News / Winnipeg

Wildfire smoke spreads to Manitoba: Environment Canada

Meanwhile, residents near Waterton Lakes National Park in Alberta have been told to evacuate.

A fire crew member rakes up dead grass near the town of Waterton, Alta. in this undated handout photo. A popular national park in the southwestern corner of Alberta was under a mandatory evacuation order Friday because a forecasted shift in wind was expected to heighten the wildfire danger. Waterton Lakes National Park said the order covered the townsite and all other areas of the park except for Highways 5 and 6 and the Chief Mountain border crossing into the United States.

Nicholas Alexander / Unknown CP

A fire crew member rakes up dead grass near the town of Waterton, Alta. in this undated handout photo. A popular national park in the southwestern corner of Alberta was under a mandatory evacuation order Friday because a forecasted shift in wind was expected to heighten the wildfire danger. Waterton Lakes National Park said the order covered the townsite and all other areas of the park except for Highways 5 and 6 and the Chief Mountain border crossing into the United States.
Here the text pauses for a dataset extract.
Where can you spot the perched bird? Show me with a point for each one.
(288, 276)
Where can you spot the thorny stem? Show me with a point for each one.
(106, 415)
It's looking a little hazier than usual in parts of Manitoba, as smoke has drifted into the province from wildfire ripping through southern Alberta.

Environment Canada is warning that smoke is reducing visibility and air quality in southern Manitoba, including Winnipeg, Steinbach and Grand Beach.

Westerly winds are bringing the haze and will continue doing so until a cold front cuts through the area. The chillier air is expected to move through western Saskatchewan Tuesday morning, into the eastern part of the province Tuesday evening and then to Manitoba Tuesday night.

Smoky air can produce health problems – even for healthy individuals – including, sore eyes, tears, coughing and a runny nose. People with heart or lung conditions are at a higher risk, as well as children, the elderly and pregnant women.

Environment Canada is cautioning Manitobans on the following:

- limit outdoor activity and/or strenuous physical activity; if breathing becomes difficult or uncomfortable, stop or reduce the activity
- reduce exposure to smoke by staying indoors or moving to areas with cleaner air, as conditions can vary dramatically by area
- turn off furnaces and air-conditioning units that may draw smoke indoors
- keep indoor air cleaner by avoiding smoking or burning other materials

Manitobans with health questions or concerns can contact their health-care provider or call Health Links – Info Santé at 204-788-8200 or toll-free at 1-888-315-9257. More information on the health effects of smoke is available online.

Meanwhile, residents near Waterton Lakes National Park in Alberta have been told to evacuate the area due to a looming wildfire.